Ischémie myocardique silencieuse : symptômes, dépistage
L'ischémie myocardique silencieuse est une maladie cardiaque qui correspond à un manque d'oxygénation du muscle cardiaque, résultant d'un problème de l'artère coronaire. Quels sont les symptômes ? Qui doit faire un dépistage régulier ? Les personnes diabétiques ? Quel est le traitement ? Réponses de notre expert.
Définition : qu'est-ce qu'une ischémie myocardique silencieuse ?
L'ischémie silencieuse ou asymptomatique représente l'événement ischémique le plus fréquent de la maladie coronarienne (avant l'angine de poitrine). "L'ischémie myocardique est, sur le plan physiopathologique, un manque d'oxygène des cellules myocardiques lorsqu'une artère du cœur est obstruée. Lorsqu'elle est évoluée, elle entraîne une anomalie de la fonction ventriculaire gauche. En dernier stade, la douleur angineuse apparaît. C'est la cascade ischémique" explique le Pr Alain Furber, Professeur de cardiologie au CHU d'Angers, et président de la Fédération Française de Cardiologie (FFC). L'angine de poitrine se traduit par une douleur thoracique à l'effort. "L'ischémie myocardique silencieuse survient avant l'apparition de la douleur angineuse ou se voit chez des personnes qui ne ressentent pas la douleur angineuse à cause d'une autre anomalie, la plus fréquente étant la neuropathie diabétique" décrit le cardiologue qui précise que l'ischémie myocardique silencieuse est fréquente.

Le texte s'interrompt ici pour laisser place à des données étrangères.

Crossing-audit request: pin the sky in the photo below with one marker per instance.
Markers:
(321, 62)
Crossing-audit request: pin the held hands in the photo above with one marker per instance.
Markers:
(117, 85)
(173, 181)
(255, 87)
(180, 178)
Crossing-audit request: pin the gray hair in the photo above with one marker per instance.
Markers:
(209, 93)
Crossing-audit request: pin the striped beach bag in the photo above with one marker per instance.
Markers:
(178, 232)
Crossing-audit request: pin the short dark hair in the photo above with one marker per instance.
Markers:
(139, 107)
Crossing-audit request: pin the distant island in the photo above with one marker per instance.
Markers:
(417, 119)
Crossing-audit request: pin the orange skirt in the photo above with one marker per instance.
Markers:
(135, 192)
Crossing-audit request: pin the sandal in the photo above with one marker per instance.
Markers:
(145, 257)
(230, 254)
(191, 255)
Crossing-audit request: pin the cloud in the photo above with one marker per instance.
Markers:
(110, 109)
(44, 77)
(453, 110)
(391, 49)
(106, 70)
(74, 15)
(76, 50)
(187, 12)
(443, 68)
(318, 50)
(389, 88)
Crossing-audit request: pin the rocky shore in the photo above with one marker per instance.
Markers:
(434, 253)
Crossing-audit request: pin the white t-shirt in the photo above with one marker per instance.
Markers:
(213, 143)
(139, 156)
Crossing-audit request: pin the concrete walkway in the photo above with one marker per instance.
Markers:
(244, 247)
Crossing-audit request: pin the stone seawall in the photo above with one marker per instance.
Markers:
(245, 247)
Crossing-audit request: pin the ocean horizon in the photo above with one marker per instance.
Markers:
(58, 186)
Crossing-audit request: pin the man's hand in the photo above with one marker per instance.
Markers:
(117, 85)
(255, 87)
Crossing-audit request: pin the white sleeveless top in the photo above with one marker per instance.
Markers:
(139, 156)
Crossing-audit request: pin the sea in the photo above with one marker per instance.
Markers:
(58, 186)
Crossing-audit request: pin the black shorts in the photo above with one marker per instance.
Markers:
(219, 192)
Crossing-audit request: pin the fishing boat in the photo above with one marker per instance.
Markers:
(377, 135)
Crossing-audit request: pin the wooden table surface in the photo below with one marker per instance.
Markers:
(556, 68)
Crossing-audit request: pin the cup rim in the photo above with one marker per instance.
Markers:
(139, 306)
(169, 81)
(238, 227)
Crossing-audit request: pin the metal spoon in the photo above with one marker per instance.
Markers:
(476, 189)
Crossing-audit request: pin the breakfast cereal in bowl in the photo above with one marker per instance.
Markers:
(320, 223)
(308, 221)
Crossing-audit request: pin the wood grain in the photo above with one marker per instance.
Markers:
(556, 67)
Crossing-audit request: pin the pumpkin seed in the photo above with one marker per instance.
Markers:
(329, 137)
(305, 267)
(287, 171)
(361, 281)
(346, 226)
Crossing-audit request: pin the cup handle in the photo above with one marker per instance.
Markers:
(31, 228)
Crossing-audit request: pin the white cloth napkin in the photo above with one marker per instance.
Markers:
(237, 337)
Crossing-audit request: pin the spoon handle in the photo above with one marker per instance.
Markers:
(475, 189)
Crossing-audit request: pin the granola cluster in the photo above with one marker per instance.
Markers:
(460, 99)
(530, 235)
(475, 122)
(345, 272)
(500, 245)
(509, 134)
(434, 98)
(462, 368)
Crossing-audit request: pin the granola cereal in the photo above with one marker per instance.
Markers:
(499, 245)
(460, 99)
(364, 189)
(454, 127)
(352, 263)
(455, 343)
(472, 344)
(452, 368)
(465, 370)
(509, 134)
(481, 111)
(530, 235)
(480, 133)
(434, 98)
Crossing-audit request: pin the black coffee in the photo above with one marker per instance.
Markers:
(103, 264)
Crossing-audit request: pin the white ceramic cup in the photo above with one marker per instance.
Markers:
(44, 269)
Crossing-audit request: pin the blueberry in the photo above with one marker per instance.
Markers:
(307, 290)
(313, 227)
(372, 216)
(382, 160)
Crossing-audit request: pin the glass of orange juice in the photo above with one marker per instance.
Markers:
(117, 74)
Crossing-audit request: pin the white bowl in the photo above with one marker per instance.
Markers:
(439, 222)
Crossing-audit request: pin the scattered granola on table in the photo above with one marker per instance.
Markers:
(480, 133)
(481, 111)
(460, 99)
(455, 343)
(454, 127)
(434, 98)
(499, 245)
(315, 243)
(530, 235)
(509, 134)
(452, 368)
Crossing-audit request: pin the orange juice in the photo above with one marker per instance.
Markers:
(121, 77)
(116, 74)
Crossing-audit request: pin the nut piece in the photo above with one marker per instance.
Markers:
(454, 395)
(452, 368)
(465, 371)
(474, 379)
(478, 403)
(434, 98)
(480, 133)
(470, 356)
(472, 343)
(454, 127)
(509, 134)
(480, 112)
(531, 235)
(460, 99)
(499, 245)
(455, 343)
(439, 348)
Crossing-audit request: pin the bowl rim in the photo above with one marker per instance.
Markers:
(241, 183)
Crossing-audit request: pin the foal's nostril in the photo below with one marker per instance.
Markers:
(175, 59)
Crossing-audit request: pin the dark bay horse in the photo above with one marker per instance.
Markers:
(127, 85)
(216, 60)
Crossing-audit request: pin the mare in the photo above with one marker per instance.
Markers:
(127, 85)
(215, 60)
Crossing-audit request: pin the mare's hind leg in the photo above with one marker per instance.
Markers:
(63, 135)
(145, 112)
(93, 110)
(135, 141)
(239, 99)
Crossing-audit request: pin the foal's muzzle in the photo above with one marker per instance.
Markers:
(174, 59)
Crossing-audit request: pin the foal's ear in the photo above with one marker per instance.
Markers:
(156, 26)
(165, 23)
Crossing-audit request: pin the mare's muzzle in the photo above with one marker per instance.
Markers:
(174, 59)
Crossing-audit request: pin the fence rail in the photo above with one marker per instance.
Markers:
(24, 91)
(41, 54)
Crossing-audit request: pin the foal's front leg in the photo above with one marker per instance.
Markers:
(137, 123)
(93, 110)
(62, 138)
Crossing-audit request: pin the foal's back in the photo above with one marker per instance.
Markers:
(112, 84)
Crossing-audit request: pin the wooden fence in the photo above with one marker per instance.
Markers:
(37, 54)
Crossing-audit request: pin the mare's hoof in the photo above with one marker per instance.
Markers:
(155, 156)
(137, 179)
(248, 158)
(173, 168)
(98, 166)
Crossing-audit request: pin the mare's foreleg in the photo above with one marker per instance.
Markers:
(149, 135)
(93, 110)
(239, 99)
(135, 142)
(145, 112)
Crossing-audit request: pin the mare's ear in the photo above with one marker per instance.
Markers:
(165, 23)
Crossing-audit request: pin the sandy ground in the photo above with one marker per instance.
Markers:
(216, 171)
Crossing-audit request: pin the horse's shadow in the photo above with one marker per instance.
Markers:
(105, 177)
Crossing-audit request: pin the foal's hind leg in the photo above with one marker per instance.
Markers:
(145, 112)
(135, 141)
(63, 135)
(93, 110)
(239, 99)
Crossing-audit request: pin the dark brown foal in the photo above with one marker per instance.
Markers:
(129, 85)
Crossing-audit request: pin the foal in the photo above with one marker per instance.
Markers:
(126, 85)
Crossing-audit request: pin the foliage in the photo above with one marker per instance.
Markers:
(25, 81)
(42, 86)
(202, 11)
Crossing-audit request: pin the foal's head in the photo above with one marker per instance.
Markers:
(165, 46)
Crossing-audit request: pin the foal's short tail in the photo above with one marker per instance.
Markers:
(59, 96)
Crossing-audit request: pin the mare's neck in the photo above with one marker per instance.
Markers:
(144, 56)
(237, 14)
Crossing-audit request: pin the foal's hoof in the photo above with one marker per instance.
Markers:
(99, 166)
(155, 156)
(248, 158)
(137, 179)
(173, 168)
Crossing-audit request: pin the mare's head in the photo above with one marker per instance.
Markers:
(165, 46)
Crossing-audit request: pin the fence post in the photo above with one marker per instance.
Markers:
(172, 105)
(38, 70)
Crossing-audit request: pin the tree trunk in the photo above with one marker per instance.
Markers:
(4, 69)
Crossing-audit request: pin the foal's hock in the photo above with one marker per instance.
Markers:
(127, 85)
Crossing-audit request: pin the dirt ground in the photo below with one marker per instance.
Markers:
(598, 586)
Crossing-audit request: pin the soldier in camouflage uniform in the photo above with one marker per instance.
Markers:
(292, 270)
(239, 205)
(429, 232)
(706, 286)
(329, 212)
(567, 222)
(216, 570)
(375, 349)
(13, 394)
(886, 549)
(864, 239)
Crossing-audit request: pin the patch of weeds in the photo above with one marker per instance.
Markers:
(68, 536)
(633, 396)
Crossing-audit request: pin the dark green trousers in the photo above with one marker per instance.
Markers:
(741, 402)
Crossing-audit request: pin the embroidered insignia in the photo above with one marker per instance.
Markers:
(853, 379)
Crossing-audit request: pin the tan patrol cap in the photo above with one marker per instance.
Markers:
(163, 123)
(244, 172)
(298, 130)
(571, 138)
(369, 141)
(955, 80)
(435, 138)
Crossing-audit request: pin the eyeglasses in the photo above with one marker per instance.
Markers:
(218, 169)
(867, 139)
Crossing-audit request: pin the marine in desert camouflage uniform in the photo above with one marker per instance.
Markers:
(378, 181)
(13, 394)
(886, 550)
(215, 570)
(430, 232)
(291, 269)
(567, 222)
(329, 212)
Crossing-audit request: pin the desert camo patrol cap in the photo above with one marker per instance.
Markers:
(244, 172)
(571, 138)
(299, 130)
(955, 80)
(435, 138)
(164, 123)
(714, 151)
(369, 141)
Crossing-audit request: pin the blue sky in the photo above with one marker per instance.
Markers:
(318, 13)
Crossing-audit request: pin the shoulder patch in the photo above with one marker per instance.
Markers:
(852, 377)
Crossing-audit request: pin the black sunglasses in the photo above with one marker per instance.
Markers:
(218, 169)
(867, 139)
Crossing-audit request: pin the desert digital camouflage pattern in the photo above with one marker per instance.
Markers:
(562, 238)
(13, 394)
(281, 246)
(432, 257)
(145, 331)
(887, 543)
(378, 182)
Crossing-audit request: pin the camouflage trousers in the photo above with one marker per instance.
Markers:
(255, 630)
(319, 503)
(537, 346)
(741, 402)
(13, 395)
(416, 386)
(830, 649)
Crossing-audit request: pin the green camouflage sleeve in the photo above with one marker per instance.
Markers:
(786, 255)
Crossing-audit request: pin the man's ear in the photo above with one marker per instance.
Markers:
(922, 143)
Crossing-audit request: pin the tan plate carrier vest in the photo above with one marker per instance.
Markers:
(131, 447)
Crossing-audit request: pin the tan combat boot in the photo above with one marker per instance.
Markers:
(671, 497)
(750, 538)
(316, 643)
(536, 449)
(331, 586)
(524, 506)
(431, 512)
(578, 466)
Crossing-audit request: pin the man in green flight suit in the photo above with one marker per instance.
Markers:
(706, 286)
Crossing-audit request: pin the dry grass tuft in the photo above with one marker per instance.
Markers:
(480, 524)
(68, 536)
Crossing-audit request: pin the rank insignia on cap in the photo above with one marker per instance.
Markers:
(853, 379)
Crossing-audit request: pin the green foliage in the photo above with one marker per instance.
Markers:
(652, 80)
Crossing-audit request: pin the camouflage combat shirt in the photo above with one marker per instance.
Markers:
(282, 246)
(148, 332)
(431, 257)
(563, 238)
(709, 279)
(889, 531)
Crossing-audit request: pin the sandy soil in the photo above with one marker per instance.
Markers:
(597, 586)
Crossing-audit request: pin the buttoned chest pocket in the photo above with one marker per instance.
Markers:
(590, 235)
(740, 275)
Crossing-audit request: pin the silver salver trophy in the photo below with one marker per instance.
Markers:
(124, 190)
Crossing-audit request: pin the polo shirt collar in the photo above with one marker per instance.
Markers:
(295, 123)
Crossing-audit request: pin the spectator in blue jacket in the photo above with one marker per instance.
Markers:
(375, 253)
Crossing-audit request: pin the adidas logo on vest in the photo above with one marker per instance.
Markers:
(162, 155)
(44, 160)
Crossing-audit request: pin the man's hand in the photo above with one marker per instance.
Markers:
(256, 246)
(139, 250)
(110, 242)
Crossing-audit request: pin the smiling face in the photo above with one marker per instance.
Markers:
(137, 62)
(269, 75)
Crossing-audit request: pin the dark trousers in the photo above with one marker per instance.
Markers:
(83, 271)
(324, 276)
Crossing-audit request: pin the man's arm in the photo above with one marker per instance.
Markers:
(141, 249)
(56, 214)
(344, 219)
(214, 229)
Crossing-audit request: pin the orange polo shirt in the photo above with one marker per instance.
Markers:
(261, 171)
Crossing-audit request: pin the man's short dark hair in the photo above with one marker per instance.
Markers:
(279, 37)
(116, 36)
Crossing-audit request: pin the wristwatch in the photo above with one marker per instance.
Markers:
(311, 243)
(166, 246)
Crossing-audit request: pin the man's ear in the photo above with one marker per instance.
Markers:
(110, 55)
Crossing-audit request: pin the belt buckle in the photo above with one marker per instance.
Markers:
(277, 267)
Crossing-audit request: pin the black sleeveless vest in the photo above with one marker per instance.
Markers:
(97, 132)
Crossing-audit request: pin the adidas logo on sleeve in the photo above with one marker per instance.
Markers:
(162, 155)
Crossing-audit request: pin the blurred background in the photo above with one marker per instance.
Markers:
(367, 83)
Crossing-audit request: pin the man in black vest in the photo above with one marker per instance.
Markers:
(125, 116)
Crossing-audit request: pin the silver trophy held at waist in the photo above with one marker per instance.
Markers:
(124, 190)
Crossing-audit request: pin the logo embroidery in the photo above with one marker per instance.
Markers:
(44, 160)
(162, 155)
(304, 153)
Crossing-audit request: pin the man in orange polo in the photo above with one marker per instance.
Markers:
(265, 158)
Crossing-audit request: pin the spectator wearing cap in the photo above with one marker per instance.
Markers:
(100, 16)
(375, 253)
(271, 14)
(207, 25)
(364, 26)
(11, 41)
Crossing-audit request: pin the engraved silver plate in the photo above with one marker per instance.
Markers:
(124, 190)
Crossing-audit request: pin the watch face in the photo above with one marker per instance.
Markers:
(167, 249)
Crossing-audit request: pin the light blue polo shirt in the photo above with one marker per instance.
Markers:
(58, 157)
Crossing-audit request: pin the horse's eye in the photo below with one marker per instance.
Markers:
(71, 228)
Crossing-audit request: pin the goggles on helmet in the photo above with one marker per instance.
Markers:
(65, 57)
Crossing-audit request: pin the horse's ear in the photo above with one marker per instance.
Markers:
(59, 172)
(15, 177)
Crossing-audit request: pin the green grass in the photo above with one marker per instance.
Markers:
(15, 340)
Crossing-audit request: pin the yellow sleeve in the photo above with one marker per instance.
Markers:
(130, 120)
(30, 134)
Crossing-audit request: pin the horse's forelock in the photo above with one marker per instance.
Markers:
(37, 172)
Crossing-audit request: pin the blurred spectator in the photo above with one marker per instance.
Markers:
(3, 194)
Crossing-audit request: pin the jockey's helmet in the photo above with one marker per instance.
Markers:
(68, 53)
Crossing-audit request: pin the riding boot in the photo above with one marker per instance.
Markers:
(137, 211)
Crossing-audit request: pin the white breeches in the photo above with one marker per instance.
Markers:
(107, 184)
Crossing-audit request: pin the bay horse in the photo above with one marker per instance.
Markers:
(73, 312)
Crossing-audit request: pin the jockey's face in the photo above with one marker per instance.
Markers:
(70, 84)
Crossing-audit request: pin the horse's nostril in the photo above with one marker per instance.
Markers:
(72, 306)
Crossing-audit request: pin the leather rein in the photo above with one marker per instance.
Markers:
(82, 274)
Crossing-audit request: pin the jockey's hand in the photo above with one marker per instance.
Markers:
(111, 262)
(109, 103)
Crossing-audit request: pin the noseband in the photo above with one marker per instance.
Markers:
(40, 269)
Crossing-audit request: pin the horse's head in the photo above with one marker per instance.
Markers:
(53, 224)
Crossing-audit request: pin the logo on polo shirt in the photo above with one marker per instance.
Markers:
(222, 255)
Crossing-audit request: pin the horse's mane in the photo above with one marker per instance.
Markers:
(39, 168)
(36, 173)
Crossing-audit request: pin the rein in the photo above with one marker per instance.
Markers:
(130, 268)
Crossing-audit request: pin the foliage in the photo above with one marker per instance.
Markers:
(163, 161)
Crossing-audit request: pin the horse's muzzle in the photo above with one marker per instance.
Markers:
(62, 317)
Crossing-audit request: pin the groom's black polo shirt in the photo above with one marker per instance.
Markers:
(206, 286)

Quels sont les symptômes ?
Comme son nom l'indique, la myocardie ischémique silencieuse est asymptomatique (sans symptôme). Mais si les symptômes sont absents, la maladie, quant à elle, évolue. Elle peut entraîner un infarctus du myocarde (nécrose rapide des cellules cardiaques).
Quelle est sa cause ?
La cause la plus fréquente de l'ischémie myocardique silencieuse est la maladie athéromateuse. "Les plaques d'athérome rétrécissent les artères coronaires. Cela peut être associé à une dysfonction endothéliale (cellules de l'endothélium) liée à des facteurs de risque ou à une anomalie de la micro-circulation au niveau cardiaque" indique notre interlocuteur. Et de préciser que ces deux dernières causes peuvent être isolées.
Ischémie myocardique et diabète : quel est le lien ?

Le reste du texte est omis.